We will help the client identify and evaluate the best options from the submitted tender documents in order to help choose the right contractor for the project. This can include looking at any anomalies and checking for missing pieces of information, which could prove costly later.

It is important that we remain impartial during this procedure and therefore seen to be running a fair tender process for each tendering contractor. For this reason we will not advise the client on who is the most suitable give an unbiased opinion, often based on cost, understanding of the brief, and quality of workmanship.

We will then need to meet the chosen contractor with the client. This is important, as the client is likely to be working with this person/company for a large amount of time and investing a lot on money in their work.

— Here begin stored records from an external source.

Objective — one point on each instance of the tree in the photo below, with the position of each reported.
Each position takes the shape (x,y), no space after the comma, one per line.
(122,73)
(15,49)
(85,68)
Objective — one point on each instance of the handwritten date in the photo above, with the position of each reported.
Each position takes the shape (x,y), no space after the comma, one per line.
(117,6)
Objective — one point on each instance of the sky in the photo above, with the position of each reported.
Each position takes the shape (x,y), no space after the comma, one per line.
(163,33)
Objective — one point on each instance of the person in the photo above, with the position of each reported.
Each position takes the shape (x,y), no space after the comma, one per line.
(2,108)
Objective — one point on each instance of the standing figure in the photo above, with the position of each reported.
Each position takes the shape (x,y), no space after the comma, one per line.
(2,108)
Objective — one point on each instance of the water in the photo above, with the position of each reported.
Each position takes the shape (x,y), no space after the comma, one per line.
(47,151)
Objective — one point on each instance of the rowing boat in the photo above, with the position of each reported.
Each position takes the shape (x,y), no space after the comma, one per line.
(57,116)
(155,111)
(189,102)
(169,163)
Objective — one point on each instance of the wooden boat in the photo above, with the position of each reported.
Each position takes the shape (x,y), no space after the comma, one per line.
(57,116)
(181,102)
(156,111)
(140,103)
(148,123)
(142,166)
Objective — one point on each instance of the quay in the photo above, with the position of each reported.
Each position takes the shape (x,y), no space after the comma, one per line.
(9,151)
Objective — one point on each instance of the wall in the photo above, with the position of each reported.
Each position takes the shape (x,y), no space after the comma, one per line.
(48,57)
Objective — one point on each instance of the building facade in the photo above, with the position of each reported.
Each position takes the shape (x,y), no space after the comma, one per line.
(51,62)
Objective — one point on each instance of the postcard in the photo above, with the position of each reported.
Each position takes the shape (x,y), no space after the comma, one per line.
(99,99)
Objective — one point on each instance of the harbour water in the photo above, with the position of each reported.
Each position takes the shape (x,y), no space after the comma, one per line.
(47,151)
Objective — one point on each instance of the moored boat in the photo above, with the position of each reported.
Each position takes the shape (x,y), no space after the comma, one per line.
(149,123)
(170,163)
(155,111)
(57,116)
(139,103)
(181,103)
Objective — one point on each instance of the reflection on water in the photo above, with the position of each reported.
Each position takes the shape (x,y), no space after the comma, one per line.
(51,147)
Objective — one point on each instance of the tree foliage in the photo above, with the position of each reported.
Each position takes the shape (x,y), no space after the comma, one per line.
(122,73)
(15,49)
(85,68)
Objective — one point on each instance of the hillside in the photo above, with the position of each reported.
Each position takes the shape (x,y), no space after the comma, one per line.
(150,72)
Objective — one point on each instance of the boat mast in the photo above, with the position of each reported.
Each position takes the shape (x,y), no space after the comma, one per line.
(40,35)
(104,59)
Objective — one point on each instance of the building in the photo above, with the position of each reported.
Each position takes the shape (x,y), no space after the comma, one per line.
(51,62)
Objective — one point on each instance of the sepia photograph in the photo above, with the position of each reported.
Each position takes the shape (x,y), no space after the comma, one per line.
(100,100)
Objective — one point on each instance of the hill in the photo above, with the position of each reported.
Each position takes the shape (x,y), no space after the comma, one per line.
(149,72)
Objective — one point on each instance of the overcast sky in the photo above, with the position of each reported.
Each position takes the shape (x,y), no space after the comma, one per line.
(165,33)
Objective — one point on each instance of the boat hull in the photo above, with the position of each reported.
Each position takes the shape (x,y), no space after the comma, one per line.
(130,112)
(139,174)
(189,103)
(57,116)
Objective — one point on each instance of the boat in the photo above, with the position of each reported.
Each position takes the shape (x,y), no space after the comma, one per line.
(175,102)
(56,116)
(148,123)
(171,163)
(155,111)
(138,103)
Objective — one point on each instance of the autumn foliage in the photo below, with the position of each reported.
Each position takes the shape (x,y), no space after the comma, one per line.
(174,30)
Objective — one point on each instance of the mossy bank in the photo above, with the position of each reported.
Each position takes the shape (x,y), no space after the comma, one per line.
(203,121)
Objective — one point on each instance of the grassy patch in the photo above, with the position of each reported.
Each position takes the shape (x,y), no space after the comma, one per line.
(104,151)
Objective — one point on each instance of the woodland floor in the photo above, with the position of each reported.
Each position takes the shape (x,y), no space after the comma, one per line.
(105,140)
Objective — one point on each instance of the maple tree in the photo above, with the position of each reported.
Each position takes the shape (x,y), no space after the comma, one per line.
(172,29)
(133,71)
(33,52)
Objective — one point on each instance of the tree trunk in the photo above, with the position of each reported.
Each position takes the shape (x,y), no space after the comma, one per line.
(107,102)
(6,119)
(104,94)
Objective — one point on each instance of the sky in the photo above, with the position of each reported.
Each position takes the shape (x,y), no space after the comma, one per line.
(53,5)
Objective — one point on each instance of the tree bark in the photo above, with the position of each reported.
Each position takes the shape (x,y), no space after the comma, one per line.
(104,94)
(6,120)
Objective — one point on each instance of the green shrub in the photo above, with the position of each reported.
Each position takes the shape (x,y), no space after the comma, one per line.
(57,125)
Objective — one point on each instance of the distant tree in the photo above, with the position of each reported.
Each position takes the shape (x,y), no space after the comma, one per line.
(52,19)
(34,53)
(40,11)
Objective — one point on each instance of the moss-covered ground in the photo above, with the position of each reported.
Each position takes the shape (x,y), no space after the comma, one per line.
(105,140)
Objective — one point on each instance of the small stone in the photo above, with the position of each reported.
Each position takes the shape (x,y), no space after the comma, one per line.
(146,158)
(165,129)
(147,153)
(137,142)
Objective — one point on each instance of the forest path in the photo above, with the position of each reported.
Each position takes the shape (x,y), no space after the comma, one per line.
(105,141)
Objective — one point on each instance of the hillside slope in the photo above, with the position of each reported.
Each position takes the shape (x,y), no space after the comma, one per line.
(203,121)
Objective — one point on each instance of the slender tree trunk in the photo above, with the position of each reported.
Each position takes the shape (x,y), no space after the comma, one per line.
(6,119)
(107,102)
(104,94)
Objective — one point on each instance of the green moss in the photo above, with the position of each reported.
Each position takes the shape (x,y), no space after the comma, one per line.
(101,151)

Ultimately the client needs to be able to get on with them and trust that they will be a good fit for the project, and when questions and/or changes occur they will remain approachable and eager to help.

Once chosen, we will prepare the contract documents and drawings, which unless amendments have been made during the tender process, will be the same documents the chosen contractor has priced against.

The client will be advised on the type of construction contract that is to be used and the responsibility of each party.

On Site Support

Dependant on the type of construction contract, and the size and scope of the works, our clients may ask for help with the running of the project. This can include:

  • Carrying out site inspections
  • Dealing with general queries
  • Dealing with amendments and the impacts they may have.
  • Instructing additional work
  • Monitor the projects progress
  • Monitoring the quality of the works
  • Monitor the projects costs
  • Carry out site valuations
  • Certify payments when they become due to the builder
  • When the project is ready to be handed over we will inspect and value the works and issue a certificate.

During the construction phase of the project, we try to add value by looking for ways in which we can save money and improve the value during the build. We also help with resolving on-site queries and challenges as well as the issuing of completion certificates.